I notice there are numerous archetypes with slot definitions containing a match for a CLUSTER.multimedia archetype that does not exist in the CKM, but presumably did at one time.
When an archetype deletion is made, I would think that a check should be run that would detect slot match expressions that no longer match anything at all. This does not appear to be occurring, with the result that there are archetypes containing slots that, over time will never match anything. This may become a serious problem…
The bad news is that I have broken this bit of functionality.
Completely my fault (and, well, a little bit Apache’s for treating split characters as a literal, unlike Java that uses the same name but interprets it as a regex…thus the split result is VERY different for the pipe char…). Anyway, we will fix this.
As for checking this before deleting an archetype…true, but we’d need to run the validation on all archetypes except the one to be deleted for this purpose which is a bit of a performance problem. Agree this would also be helpful to a degree but I don’t think that editors delete (or rename) archetypes light-heartedly…which can only be done for unpublished archetypes anyway.
Good to know, but still, there are quite a few broken slot regexes, some pointing to archetypes that don’t exist, others to wrong versions (= archetype that doesn’t exist…). Examples:
many archetypes → CLUSTER.multimedia.v1
various, including OBS.blood_ressure → CLUSTER.level_of_exertion.v1 (but v0 exists)
This is just from a manual check - there will be more.
Two problems seem to be occurring:
slots point to wrong version of an archetype that does exist, but not in that version. THis is probably mostly when a slot reference is not upgraded to a higher version when the target archetype is republished in a higher version. This would be a check that should be run when some other archetype is to be republished in a new major version.
in at least some cases, removing even the major version from the slot reference would be reasonable, e.g. it just resolves to the latest version of the target, including major versions.
slots point to something that just doesn’t exist, possibly having been removed earlier.
as mentioned above, a check should be run when a deletion is proposed. If a deletion is really a rename, e.g. it seems that CLUSTER.multimedia has become CLUSTER.media_file, then all the relevant slot refs need to be fixed as well.
This would be the default modelling pattern if it was supported. Last time I checked, CKM didn’t support slot include regexes without the major version. In practice we often add both the v0 and the v1 for archetypes which haven’t been published yet, to avoid having to go back to fix the regex once the archetype is published.
That’s correct, multimedia became media file. Ideally this kind of check could automatically fix any affected regexes whenever an archetype is renamed.
Awesome! The problem is that in order to do this we need to manually edit the ADL. Archetype Designer currently outputs a regex like this if one unchecks the “version” checkbox:
…and that regex from AD will NEVER give you any valid archetype id at all, because the regex cannot match any valid archetype id. I now remember that discussion…

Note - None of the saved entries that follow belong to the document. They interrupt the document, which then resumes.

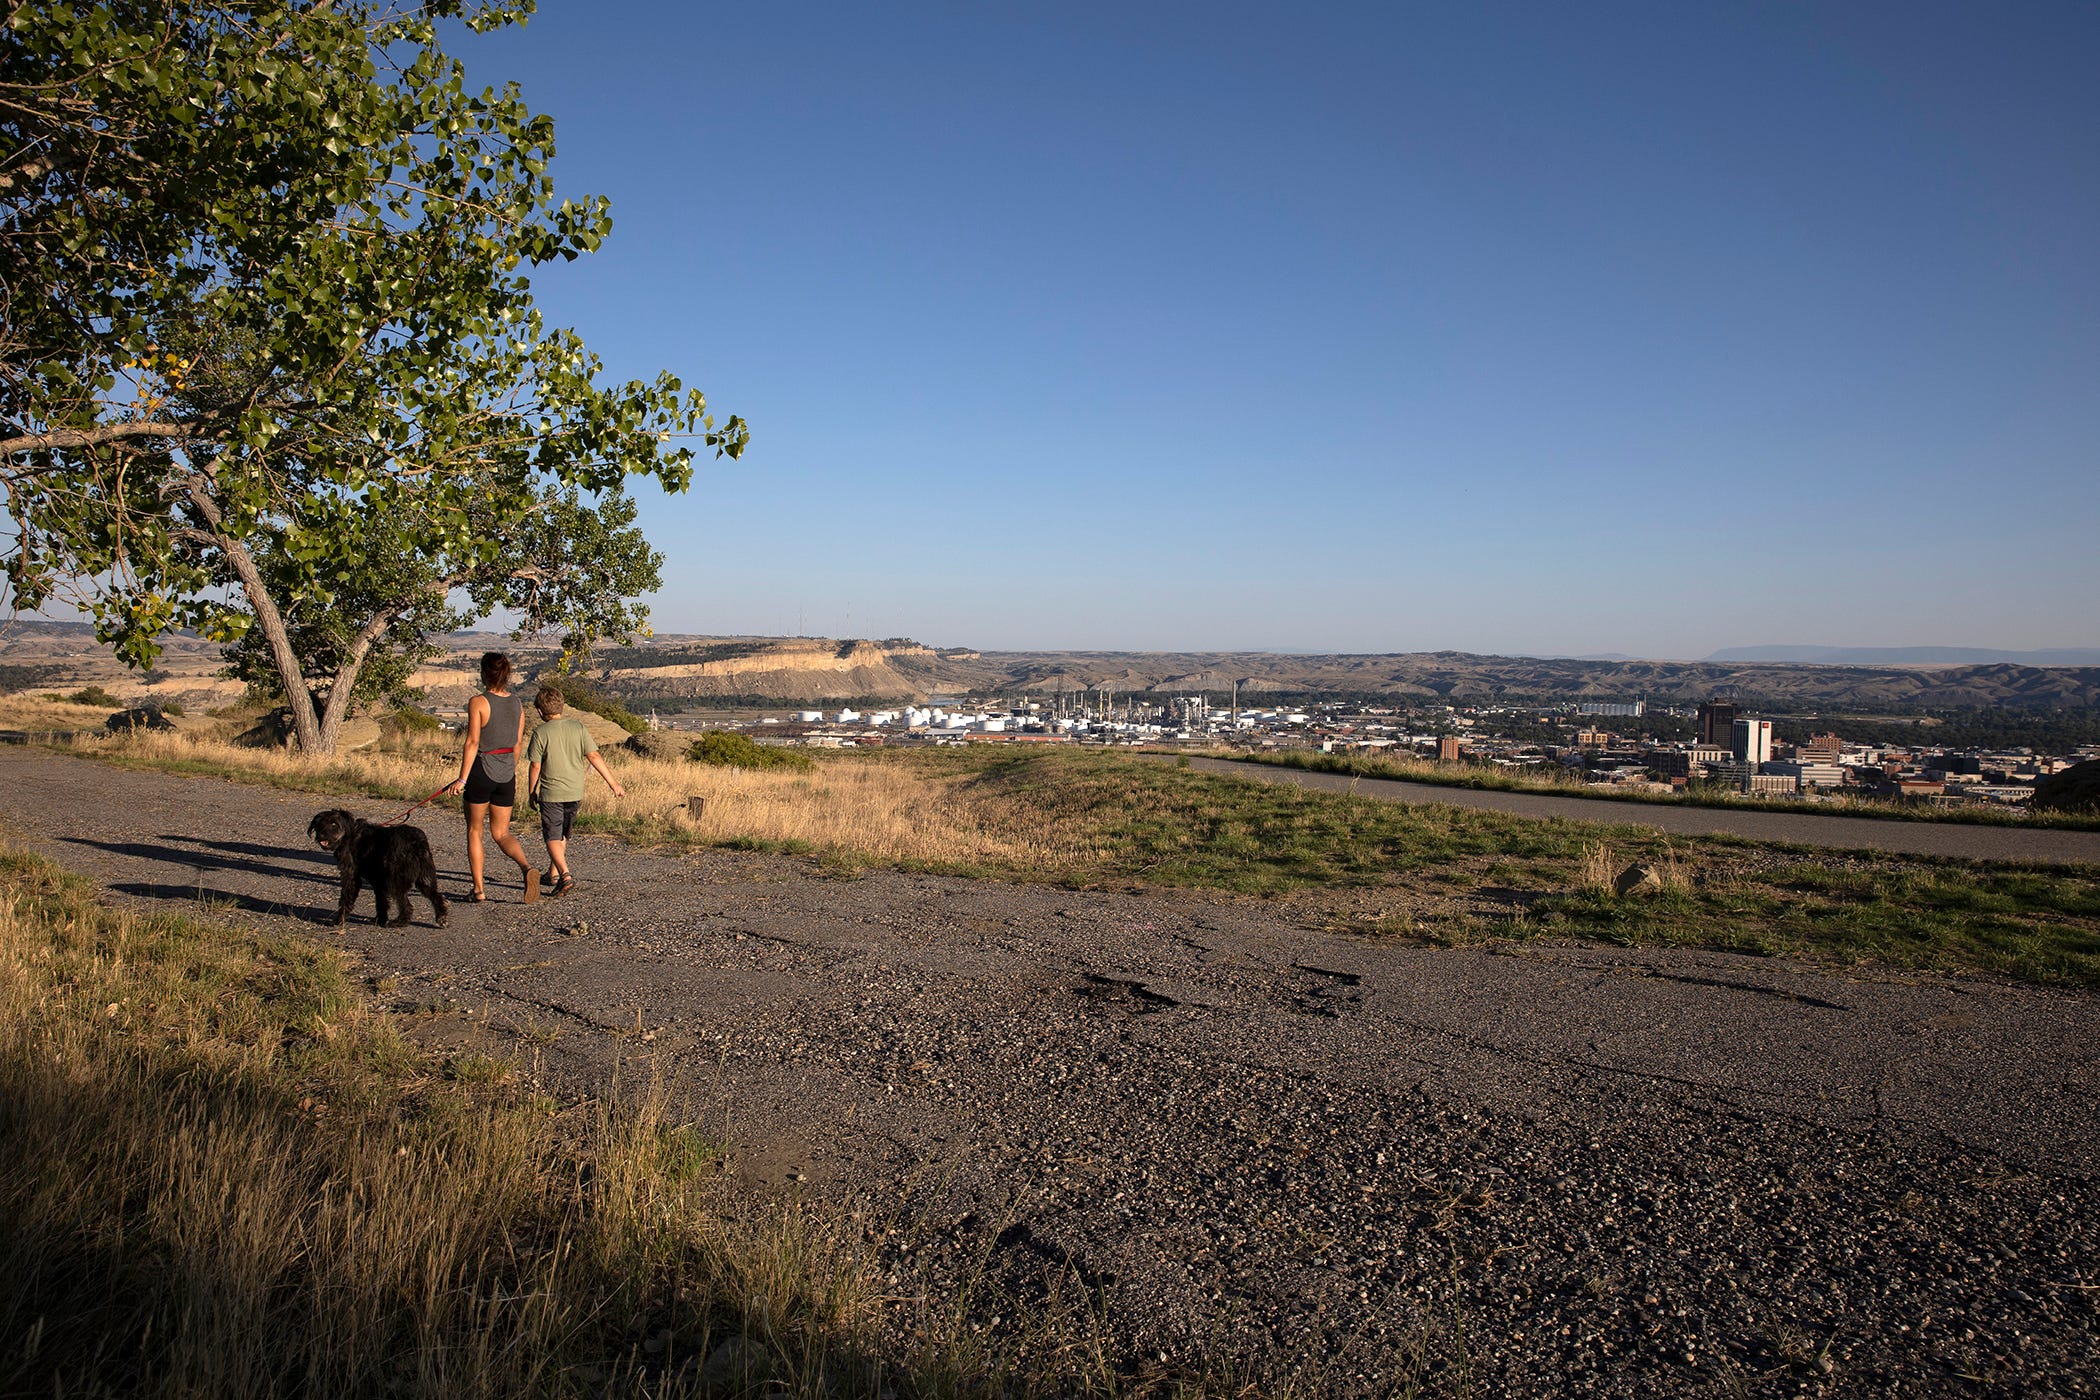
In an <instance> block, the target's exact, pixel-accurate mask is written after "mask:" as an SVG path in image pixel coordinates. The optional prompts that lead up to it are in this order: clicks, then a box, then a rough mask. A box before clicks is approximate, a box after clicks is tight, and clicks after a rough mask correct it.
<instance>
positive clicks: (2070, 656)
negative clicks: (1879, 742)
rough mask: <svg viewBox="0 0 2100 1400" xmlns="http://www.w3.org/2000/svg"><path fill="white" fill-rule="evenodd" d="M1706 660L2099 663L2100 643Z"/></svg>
mask: <svg viewBox="0 0 2100 1400" xmlns="http://www.w3.org/2000/svg"><path fill="white" fill-rule="evenodd" d="M1707 661H1781V663H1800V665H2100V646H2056V649H2052V651H1993V649H1989V646H1726V649H1722V651H1716V653H1714V655H1711V657H1707Z"/></svg>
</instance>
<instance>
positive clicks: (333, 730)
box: [321, 609, 401, 754]
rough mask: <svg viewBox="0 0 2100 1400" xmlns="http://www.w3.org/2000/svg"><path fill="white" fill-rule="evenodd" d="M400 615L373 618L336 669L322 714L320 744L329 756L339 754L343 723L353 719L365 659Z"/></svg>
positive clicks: (381, 615) (352, 641) (353, 639)
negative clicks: (352, 694) (353, 695)
mask: <svg viewBox="0 0 2100 1400" xmlns="http://www.w3.org/2000/svg"><path fill="white" fill-rule="evenodd" d="M399 615H401V613H399V611H397V609H388V611H384V613H380V615H376V617H370V619H367V621H365V625H361V628H359V630H357V636H353V638H351V649H349V651H346V653H344V655H342V665H340V667H336V678H334V682H330V686H328V707H325V709H323V712H321V743H323V745H325V749H323V751H325V754H334V751H336V739H340V737H342V722H344V720H346V718H349V716H351V691H355V688H357V674H359V672H361V670H365V657H367V655H372V644H374V642H378V640H380V638H382V636H384V634H386V628H391V625H393V619H395V617H399Z"/></svg>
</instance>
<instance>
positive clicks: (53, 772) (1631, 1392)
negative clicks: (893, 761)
mask: <svg viewBox="0 0 2100 1400" xmlns="http://www.w3.org/2000/svg"><path fill="white" fill-rule="evenodd" d="M328 804H330V802H325V800H319V798H300V796H288V793H275V791H267V789H254V787H237V785H229V783H216V781H199V779H176V777H164V775H145V772H126V770H120V768H111V766H103V764H95V762H86V760H74V758H61V756H50V754H25V751H4V754H0V823H6V827H8V829H10V831H13V833H19V835H21V837H23V840H29V842H31V844H34V846H38V848H42V850H46V852H53V854H55V856H57V858H61V861H63V863H65V865H69V867H76V869H80V871H86V873H90V875H95V877H97V879H101V882H103V884H105V886H109V888H111V890H116V892H118V894H120V896H126V898H137V900H143V903H149V905H158V907H176V905H187V903H193V900H197V898H199V894H202V896H206V898H214V900H231V903H233V905H237V909H239V911H244V913H239V915H235V917H252V919H269V921H279V924H292V926H298V928H307V930H311V932H313V934H315V936H334V934H332V932H328V930H325V928H323V926H321V921H323V919H328V917H332V909H334V905H332V898H334V894H332V892H334V877H332V867H330V865H328V863H325V861H323V858H321V856H319V852H313V850H311V848H307V844H304V823H307V816H309V814H311V812H313V810H317V808H319V806H328ZM349 806H353V808H357V810H363V812H365V814H382V808H386V806H388V804H380V802H349ZM424 825H426V829H428V831H430V833H433V837H435V842H437V850H439V867H441V869H443V871H447V875H445V882H447V890H460V888H464V877H462V875H460V867H462V858H460V854H458V842H456V837H454V829H451V825H449V823H445V821H433V823H424ZM531 846H533V848H535V844H531ZM577 871H580V875H582V879H584V888H582V892H580V894H575V896H571V898H567V900H544V903H540V905H533V907H525V905H519V903H514V898H517V894H514V886H512V888H498V890H496V894H498V900H500V903H491V905H483V907H472V905H458V907H456V913H454V921H451V928H447V930H445V932H437V930H433V928H430V926H428V921H426V917H422V915H420V917H422V921H420V926H418V928H412V930H403V932H395V930H386V932H382V930H376V928H374V926H372V924H370V921H363V919H370V903H365V905H361V909H359V919H361V921H359V924H353V926H351V930H349V934H346V938H344V940H346V942H349V945H351V947H355V949H357V951H361V953H363V957H365V959H367V966H370V970H372V972H374V974H380V976H386V978H393V980H391V982H388V989H391V991H388V993H386V995H388V999H391V1001H393V1003H395V1005H397V1007H399V1010H401V1012H403V1014H405V1016H409V1018H412V1020H416V1022H420V1024H422V1026H424V1035H428V1037H437V1039H443V1037H454V1039H472V1037H481V1039H483V1043H487V1045H491V1047H493V1049H500V1052H508V1049H514V1052H517V1054H521V1056H523V1058H527V1060H538V1073H542V1075H546V1077H548V1079H554V1081H561V1083H565V1085H569V1087H577V1089H584V1091H590V1089H598V1087H603V1083H605V1081H607V1079H609V1077H611V1075H613V1066H615V1064H619V1062H626V1068H622V1070H619V1073H622V1077H626V1081H628V1083H632V1081H634V1079H636V1077H638V1075H643V1073H647V1070H645V1068H643V1066H636V1064H634V1060H636V1058H647V1060H651V1062H653V1064H655V1066H657V1068H661V1070H664V1073H666V1075H668V1077H670V1081H672V1083H674V1087H680V1089H685V1091H689V1094H691V1096H693V1102H695V1104H697V1106H699V1112H701V1115H706V1117H708V1119H710V1121H712V1123H718V1125H724V1131H727V1133H729V1138H731V1140H733V1142H735V1144H737V1159H739V1167H741V1169H743V1171H745V1173H748V1175H750V1178H752V1180H758V1182H771V1184H777V1186H781V1188H785V1190H815V1192H825V1194H840V1196H855V1199H861V1201H871V1203H878V1205H880V1207H882V1209H895V1211H897V1213H899V1215H903V1217H907V1219H909V1222H911V1228H909V1232H907V1234H905V1236H899V1238H901V1245H899V1249H897V1253H895V1266H897V1270H899V1276H901V1278H903V1276H909V1274H911V1272H922V1274H926V1276H930V1278H932V1280H934V1282H937V1285H949V1282H955V1280H960V1278H976V1293H974V1295H976V1297H979V1299H981V1301H979V1308H981V1316H987V1318H989V1316H993V1314H1006V1316H1012V1312H1014V1306H1012V1297H1010V1295H1018V1297H1021V1299H1031V1297H1039V1293H1042V1291H1044V1289H1046V1287H1048V1282H1050V1280H1054V1278H1063V1280H1065V1289H1067V1291H1071V1289H1075V1287H1079V1285H1084V1287H1088V1289H1090V1291H1094V1295H1096V1297H1098V1299H1102V1301H1105V1306H1107V1316H1109V1318H1111V1331H1113V1335H1115V1341H1117V1345H1119V1350H1121V1352H1123V1354H1126V1356H1132V1358H1157V1356H1161V1354H1165V1356H1172V1358H1178V1360H1189V1358H1199V1356H1205V1354H1207V1356H1218V1354H1222V1350H1233V1352H1239V1354H1252V1356H1258V1358H1262V1364H1266V1366H1270V1369H1275V1371H1277V1373H1289V1371H1291V1369H1294V1366H1300V1364H1319V1366H1321V1369H1323V1373H1325V1377H1327V1379H1325V1381H1323V1385H1321V1390H1323V1392H1325V1390H1333V1392H1354V1394H1392V1392H1396V1390H1403V1387H1405V1383H1407V1381H1409V1379H1411V1377H1413V1379H1424V1381H1426V1383H1428V1385H1426V1387H1428V1392H1430V1394H1434V1392H1459V1390H1466V1387H1470V1390H1472V1394H1627V1396H1632V1394H1688V1392H1701V1390H1709V1387H1711V1390H1716V1392H1718V1394H1789V1396H1791V1394H1804V1392H1806V1394H1963V1392H1968V1390H1976V1392H1978V1394H1980V1392H1982V1390H1991V1392H1993V1394H2094V1390H2096V1383H2094V1379H2092V1366H2089V1358H2092V1352H2094V1337H2096V1331H2100V1329H2096V1322H2100V1316H2096V1299H2100V1293H2096V1285H2100V1186H2096V1165H2100V1096H2096V1089H2100V1073H2096V1070H2100V1060H2096V1047H2100V999H2094V997H2081V995H2060V993H2047V991H2035V989H2024V987H1999V984H1987V982H1961V980H1942V978H1896V976H1879V974H1856V976H1842V974H1831V972H1821V970H1812V968H1804V966H1795V963H1785V961H1770V959H1749V957H1732V955H1718V953H1684V951H1627V949H1600V947H1585V945H1552V947H1548V945H1531V947H1520V949H1514V951H1506V953H1501V955H1495V953H1489V951H1474V949H1457V951H1453V949H1417V947H1392V945H1373V942H1361V940H1346V938H1336V936H1329V934H1319V932H1308V930H1302V928H1294V926H1289V924H1285V921H1279V919H1277V917H1275V913H1273V909H1270V907H1264V905H1262V903H1256V900H1224V898H1203V896H1191V894H1128V892H1071V890H1058V888H1046V886H1008V884H991V882H964V879H941V877H924V875H901V873H874V875H865V877H859V879H838V877H825V875H821V873H817V871H815V869H813V867H811V865H806V863H800V861H787V858H771V856H750V854H735V852H697V854H682V856H674V854H649V852H638V850H628V848H622V846H617V844H613V842H607V840H596V837H586V840H582V842H580V844H577ZM580 924H588V932H565V930H573V928H575V926H580ZM468 1012H470V1014H468ZM636 1024H640V1028H643V1033H640V1035H636ZM645 1037H647V1039H645ZM1966 1375H1968V1377H1984V1381H1980V1383H1972V1381H1963V1379H1961V1377H1966Z"/></svg>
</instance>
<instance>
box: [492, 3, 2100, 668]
mask: <svg viewBox="0 0 2100 1400" xmlns="http://www.w3.org/2000/svg"><path fill="white" fill-rule="evenodd" d="M458 52H462V57H466V59H468V63H470V71H472V73H475V78H477V80H500V78H517V80H519V82H521V84H523V86H525V94H527V99H529V101H531V103H533V105H535V107H538V109H542V111H548V113H552V115H554V120H556V132H559V151H561V155H559V160H556V166H554V174H556V181H559V187H561V191H563V193H571V195H582V193H603V195H611V199H613V218H615V229H613V237H611V241H609V243H607V246H605V250H603V252H598V254H594V256H592V258H584V260H580V262H575V264H571V267H563V269H552V271H546V273H544V275H542V277H540V279H538V292H540V300H542V306H544V309H546V311H548V315H550V317H552V319H556V321H565V323H571V325H575V327H580V330H582V332H584V336H586V340H588V342H590V344H592V348H596V351H598V353H601V355H603V357H605V359H607V363H609V367H611V369H613V372H615V374H622V376H628V374H653V372H655V369H661V367H668V369H672V372H676V374H680V376H682V378H685V380H687V382H689V384H697V386H701V388H706V390H708V397H710V401H712V405H714V407H716V411H724V413H727V411H733V413H741V416H745V418H748V420H750V422H752V430H754V445H752V451H750V453H748V455H745V460H743V462H741V464H727V462H724V464H714V466H708V468H706V470H703V472H701V476H699V483H697V485H695V489H693V491H691V493H689V495H685V497H678V500H666V497H664V495H661V493H655V491H645V502H643V521H645V527H647V529H649V533H651V537H653V539H655V542H657V544H659V548H664V550H666V554H668V556H670V560H668V565H666V588H664V592H661V594H659V598H657V600H655V617H657V625H659V630H676V632H796V630H806V632H813V634H832V636H838V634H853V636H892V634H909V636H918V638H922V640H928V642H937V644H974V646H987V649H1000V646H1102V649H1224V646H1275V649H1319V651H1415V649H1441V646H1453V649H1468V651H1533V653H1590V651H1625V653H1638V655H1674V657H1693V655H1705V653H1707V651H1714V649H1718V646H1730V644H1758V642H1831V644H1932V642H1942V644H1980V646H2066V644H2092V642H2096V640H2100V625H2096V621H2094V619H2096V617H2100V550H2096V548H2094V537H2096V525H2100V256H2096V250H2100V84H2096V82H2094V78H2092V76H2094V71H2100V6H2092V4H2075V6H2071V4H2066V6H2045V4H2022V6H1978V4H1961V6H1930V4H1890V6H1873V4H1848V6H1772V4H1745V6H1722V4H1697V6H1684V4H1600V6H1543V4H1541V6H1493V4H1466V6H1390V4H1373V6H1342V4H1331V6H1233V4H1155V2H1147V4H1136V6H1132V4H1071V2H1067V4H1056V6H1050V4H909V2H899V4H880V6H871V4H850V6H846V4H840V6H823V4H769V6H691V4H645V2H640V0H632V2H622V0H603V2H598V4H580V2H575V0H542V15H538V17H535V19H533V21H531V25H529V27H525V29H519V31H510V34H502V36H493V38H466V36H462V38H460V42H458Z"/></svg>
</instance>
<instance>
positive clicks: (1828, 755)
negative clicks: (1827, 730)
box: [1793, 735, 1844, 764]
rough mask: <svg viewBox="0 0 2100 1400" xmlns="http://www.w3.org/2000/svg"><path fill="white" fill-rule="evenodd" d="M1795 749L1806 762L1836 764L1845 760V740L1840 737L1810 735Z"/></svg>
mask: <svg viewBox="0 0 2100 1400" xmlns="http://www.w3.org/2000/svg"><path fill="white" fill-rule="evenodd" d="M1793 749H1795V754H1798V756H1800V758H1802V760H1804V762H1821V764H1835V762H1837V760H1840V758H1844V739H1840V737H1837V735H1810V737H1808V739H1804V741H1802V743H1798V745H1793Z"/></svg>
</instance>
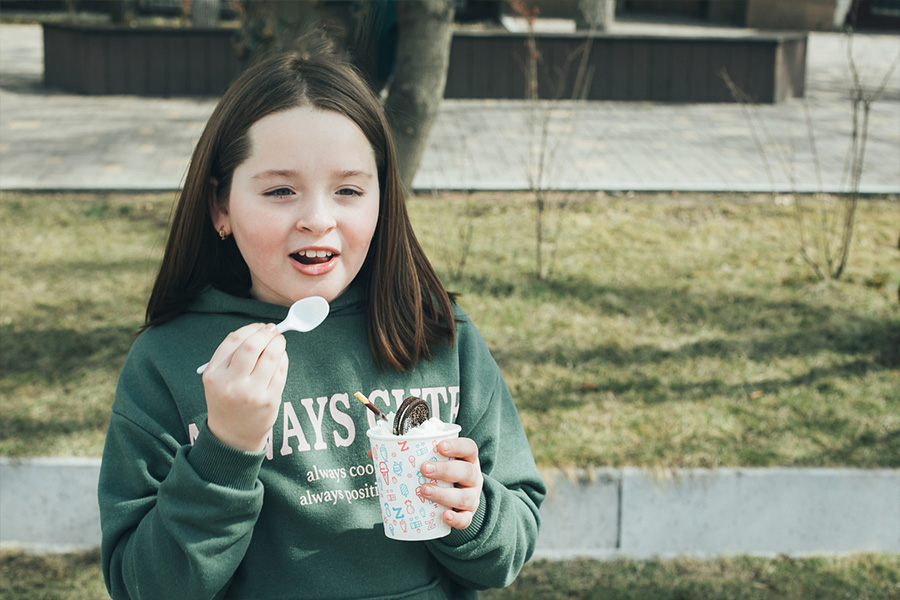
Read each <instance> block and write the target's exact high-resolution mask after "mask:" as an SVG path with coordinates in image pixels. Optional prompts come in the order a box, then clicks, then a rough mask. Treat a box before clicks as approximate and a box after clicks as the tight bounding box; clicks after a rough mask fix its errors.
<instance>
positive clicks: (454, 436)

@borut.fabjan In my point of view, the regex AD uses here is simply wrong: It can never match any valid archetype id.
There are several easy ways to change this, my preferred one is
include archetype_id/value matches {/openEHR-EHR-CLUSTER\.device(-[a-zA-Z0-9_]+)*\.v[0-9]+/}
The reason that this is my preference is mainly because it
clearly states that you expect all archetype versions to be included here, and at the time
is still reasonably simple.
But there are other options of course, simpler or more complex ones…
It would probably be better if the regex allowed 1-, 2- and 3- part version ids at the end, even though they will never turn up in ADL 1.4 slot filling statements. The reason is that if we do this, the slot refs don’t have to be reprocessed to allow them during conversion to ADL2 archetypes, where such refs can be used.
It’s also not really correct to have such restrictive regexes in slot references, since if we decided to change what chars were legal in archetype ids, all slot refs would become invalid. They should instead be permissive, e.g. something like:
That would be fine with me and I agree with the points you make.
However
(-[a-zA-Z0-9_]+)*
is the well established way of allowing specialisations in slots for years and you’ll find it in archetypes everywhere. In CKM, we pick up this pattern to determine that specialisations are allowed display “and specialisations” - we can of course finetune this, but it needs to be determined from the regex somehow and established patterns certainly help.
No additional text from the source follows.